While there is currently a desire to provide a relatively inexpensive (e.g., about $1000) genome sequencing technology of acceptable read length (e.g., about 100 bps), accuracy (e.g., one base error in about 10,000 bps) and high-speed (e.g., a turn-around time of less than about a day), it can be even more important to build the infrastructure that can facilitate the resulting data, most of which can be applied in clinical setting, to be transmitted, stored, queried and accessed as accurately, efficiently, securely and effortlessly as possible. One limiting factor to using the next generation sequencing technology for clinical purposes can be that the currently dominant genomics technologies produce data having either low accuracy or short read length, which has required additional post-processing by a remote super computer with large storage space, for example, a cloud computer. The process can have significant risks not just in terms of inaccurate data interpretation resulting in unnecessary or even disastrous clinical interventions, but also in the loss of privacy of the patient data. Exacerbating these problems, the current process incurs significant costs in transmission and storage.
Next-generation clinical sequencing is undergoing a period of incredibly rapid growth. Its applications span nearly all fields of medicine, from the prediction of drug allergies to the diagnosis of childhood diseases and guidance of cancer treatments. It has become an important tool for basic biomedical research and is seeing significant adoption in the clinical diagnosis of inherited monogenetic disorders, and the profiling of acquired and somatic mutations to guide therapeutic choice and inform prognosis in cancer. (See e.g., References 1 and 2). Emerging clinical applications of next-generation sequencing include monitoring transplant rejection and non-invasively diagnosing a variety of prenatal diseases and conditions. (See e.g., References 1 and 2). Accompanying this rapid expansion are large-scale bioinformatics challenges. The data generated by sequencers currently suffers from inefficiencies in both processing and long-term storage.

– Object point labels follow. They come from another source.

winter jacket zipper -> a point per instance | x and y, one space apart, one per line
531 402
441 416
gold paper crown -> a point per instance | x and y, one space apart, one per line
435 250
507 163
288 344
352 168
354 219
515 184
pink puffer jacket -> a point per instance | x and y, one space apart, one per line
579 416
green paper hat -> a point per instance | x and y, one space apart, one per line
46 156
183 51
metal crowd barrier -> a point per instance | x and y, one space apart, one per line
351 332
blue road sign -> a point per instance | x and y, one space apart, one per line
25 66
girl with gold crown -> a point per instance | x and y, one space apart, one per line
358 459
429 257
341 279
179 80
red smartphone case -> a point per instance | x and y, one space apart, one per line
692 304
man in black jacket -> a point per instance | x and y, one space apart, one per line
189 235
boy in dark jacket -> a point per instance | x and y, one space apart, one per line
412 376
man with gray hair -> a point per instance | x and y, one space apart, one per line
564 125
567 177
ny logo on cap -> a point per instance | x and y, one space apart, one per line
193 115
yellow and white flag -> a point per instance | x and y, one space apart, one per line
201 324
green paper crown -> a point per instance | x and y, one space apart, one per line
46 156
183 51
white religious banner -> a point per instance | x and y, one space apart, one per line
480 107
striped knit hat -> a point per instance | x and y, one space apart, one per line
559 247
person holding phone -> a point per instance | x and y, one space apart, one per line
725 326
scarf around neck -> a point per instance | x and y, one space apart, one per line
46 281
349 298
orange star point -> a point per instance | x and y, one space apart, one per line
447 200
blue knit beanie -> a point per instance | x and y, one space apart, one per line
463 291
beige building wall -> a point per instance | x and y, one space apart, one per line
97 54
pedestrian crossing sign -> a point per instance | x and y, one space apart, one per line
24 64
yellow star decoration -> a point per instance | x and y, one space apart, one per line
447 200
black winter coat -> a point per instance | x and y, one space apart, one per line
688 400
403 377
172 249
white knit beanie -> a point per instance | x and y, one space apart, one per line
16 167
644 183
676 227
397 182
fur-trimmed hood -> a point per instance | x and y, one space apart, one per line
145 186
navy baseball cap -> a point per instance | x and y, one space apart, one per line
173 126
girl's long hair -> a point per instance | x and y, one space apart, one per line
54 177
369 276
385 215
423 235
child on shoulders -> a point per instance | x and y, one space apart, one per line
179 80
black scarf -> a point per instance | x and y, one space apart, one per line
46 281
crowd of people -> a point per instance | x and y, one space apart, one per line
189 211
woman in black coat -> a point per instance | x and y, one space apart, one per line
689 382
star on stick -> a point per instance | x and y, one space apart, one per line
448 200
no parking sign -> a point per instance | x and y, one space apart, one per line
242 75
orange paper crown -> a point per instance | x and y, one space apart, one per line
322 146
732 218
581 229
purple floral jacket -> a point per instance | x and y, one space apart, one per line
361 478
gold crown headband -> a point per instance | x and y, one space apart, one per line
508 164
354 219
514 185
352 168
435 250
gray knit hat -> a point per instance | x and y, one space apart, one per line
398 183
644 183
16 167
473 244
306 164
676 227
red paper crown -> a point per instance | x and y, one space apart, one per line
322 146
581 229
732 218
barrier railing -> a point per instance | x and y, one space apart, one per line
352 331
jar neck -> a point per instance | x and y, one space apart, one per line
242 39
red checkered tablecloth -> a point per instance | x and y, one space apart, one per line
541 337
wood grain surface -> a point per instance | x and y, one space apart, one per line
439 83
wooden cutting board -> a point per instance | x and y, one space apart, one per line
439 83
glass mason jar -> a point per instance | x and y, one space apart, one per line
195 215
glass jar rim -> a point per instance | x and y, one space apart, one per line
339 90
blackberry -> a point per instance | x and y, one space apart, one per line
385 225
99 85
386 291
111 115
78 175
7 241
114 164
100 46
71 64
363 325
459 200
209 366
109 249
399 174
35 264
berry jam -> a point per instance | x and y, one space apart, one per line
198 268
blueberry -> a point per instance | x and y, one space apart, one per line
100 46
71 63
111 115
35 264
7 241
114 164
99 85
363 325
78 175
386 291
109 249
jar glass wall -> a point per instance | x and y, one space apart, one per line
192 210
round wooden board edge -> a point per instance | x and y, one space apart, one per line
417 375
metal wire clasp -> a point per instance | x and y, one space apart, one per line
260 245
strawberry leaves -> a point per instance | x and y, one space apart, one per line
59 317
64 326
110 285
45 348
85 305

This situation translates into greater error rates, higher costs and longer wait times for actionable medical information.
This problem is particularly acute for clinical sequencing laboratories as the changing regulatory landscape for healthcare, combined with variation in federal and state laws regarding medical record storage needs (see e.g., Reference 3), results in most DNA sequencing labs storing data indefinitely. With sequence data generation forecast to increase exponentially in the near future, many practitioners are concerned that a data storage crisis is looming. Surprisingly, most clinical sequencing centers abstain from compressing the sequencing data they store, primarily due to the lack of a data-secure, scalable and easy-to-use tool for sequence compression.
Thus, it may be beneficial to provide an exemplary system, method and computer-accessible medium for secure and compressed transmission of genomic data, which can overcome at least some of the deficiencies described herein above.